# VIS 8" Level: Disassembly/Repair help



## Splat (May 16, 2014)

Ok, get ready for  it.... I knocked my Starrett 98 8" level off the lathe when getting her  moved onto the rods I had epoxied into the floor. I had forgot where I put it and it came crashing onto the floor to remind me. anic: Yes, I've already  kicked myself numerous times. I wondered if getting a replacement vial  for the Starrett was worth it or see if I could find a more sensitive  level for only a few $ more. The replacement vials are about what I paid for the level itself to begin with!  Finding this VIS solved that question. I managed to luck out and find this VIS 8" level on Ebay that I won for $70 shipped. It's in pretty good condition and the underneath is pristine.

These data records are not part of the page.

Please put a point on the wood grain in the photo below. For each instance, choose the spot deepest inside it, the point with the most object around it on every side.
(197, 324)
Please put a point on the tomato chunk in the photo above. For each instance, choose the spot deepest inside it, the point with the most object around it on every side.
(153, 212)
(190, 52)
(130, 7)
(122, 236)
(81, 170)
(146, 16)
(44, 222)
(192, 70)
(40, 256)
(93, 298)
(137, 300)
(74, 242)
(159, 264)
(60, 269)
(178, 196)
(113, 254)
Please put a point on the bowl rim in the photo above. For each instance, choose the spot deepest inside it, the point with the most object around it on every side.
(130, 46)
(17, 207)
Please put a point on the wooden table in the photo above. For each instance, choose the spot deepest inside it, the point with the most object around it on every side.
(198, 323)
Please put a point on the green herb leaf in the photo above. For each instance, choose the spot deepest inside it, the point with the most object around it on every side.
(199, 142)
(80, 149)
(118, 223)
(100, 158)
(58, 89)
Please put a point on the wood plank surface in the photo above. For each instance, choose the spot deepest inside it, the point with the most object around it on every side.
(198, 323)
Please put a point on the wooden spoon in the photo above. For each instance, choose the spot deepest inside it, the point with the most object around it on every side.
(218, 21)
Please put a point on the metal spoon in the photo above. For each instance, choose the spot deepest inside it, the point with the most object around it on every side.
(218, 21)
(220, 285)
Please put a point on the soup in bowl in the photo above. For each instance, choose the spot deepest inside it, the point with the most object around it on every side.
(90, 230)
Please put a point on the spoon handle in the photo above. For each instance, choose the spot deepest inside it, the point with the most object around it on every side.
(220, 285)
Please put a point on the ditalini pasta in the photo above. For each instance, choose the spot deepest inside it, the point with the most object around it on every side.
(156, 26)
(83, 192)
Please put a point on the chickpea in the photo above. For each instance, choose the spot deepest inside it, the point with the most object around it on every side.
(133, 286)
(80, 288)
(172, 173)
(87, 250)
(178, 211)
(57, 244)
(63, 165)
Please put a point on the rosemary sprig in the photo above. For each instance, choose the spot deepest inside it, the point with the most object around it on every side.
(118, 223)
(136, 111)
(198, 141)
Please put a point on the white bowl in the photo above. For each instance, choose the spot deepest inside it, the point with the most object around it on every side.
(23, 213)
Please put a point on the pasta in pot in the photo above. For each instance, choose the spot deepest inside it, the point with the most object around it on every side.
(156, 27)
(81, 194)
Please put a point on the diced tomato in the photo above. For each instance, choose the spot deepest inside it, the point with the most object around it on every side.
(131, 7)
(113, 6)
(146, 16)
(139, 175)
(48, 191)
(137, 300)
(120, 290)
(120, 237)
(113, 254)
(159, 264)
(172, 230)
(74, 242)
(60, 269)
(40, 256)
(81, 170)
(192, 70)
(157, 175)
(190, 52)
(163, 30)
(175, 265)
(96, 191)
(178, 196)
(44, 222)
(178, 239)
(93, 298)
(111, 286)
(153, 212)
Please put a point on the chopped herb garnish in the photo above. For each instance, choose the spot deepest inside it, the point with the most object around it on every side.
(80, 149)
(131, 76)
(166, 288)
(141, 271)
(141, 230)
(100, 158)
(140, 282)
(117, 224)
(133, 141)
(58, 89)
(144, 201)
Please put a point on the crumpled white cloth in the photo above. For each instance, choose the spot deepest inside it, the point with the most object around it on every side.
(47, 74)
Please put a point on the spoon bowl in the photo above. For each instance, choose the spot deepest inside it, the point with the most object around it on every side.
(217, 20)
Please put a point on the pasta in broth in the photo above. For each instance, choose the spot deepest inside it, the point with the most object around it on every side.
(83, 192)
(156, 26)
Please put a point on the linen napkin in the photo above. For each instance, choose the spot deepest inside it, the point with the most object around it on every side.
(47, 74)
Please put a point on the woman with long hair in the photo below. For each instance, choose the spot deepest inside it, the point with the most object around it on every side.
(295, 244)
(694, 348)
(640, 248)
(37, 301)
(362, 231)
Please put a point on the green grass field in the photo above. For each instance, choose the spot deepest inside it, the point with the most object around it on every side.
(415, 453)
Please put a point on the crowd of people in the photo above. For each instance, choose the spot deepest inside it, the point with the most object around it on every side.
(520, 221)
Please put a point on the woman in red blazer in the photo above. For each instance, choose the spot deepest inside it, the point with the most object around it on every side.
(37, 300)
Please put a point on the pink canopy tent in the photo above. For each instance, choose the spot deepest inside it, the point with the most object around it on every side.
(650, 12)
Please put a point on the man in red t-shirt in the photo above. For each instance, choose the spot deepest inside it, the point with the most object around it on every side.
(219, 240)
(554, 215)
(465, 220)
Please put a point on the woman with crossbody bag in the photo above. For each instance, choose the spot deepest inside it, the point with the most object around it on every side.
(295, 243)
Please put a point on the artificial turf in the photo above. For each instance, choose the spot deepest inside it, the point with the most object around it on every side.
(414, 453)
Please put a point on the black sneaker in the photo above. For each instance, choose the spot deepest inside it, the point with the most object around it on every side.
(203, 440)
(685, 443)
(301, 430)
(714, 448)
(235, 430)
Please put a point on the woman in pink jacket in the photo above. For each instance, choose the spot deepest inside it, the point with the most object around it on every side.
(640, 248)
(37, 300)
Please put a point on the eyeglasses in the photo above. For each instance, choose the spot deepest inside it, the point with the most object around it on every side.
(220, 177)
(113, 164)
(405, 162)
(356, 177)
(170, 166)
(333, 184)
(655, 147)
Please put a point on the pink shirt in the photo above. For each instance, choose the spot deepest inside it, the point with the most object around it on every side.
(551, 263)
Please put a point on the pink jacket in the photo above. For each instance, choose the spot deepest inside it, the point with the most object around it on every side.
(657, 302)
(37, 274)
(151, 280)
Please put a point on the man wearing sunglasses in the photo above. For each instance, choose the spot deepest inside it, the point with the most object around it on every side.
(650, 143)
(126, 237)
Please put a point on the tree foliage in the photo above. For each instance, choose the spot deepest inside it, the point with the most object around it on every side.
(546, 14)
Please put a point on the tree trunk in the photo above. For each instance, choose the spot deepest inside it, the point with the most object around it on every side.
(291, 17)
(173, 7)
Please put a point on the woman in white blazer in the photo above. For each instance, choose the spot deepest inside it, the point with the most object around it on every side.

The only thing wrong is the view window has a slight bit of haze so reading the bubble's not that easy. There's 4 screws holding a top plate down onto the body, should I just remove these and see what's what? Before I attempt to disassemble this I was wondering if anyone here has taken one of these apart and would be kind enough to key me in on this. Thanks.


----------



## Baldy (May 19, 2014)

I don't know what a VIS is but I have opened and adjusted a Starrett and a Enco level. They are simple.  The hardest thing to get is a level surface to perform the re-adjustments on. I say just for it.

JJ
San Antonio


----------



## digiex_chris (Jan 29, 2015)

No need to have a level surface to calibrate levels. Just rotate it on your flat surface. There will always be one direction that shows level. Draw a line along the level, and flip it around to line up with that line. Adjust it so that when referencing that line, the bubble isn't in a different spot with the level pointed either direction.

Now you can use it to level that unlevel flat surface.


----------



## dahoud62 (Feb 3, 2015)

Hi, Dave from Fowler here.  We sold VIS levels for years, they have since gone out of business.  You can remove the 4 top cover screws to gain access to the vial adjustment.  It is best to start on a level surface.  There is a slotted screw for the vial adjustment.  If you are on a level surface and the base is not damaged (check for rocking, there may be a burr on a corner if it rocks.  You can just knock it off with a fine file and that may do the trick) the bubble should read in the middle when you rotate it 180 degrees to the same position.  Adjust the screw accordingly .  Sometimes if the base is damaged you may have to find a happy medium and settle for a division or two of difference when you rotate it.   
 Hope this was helpful.


----------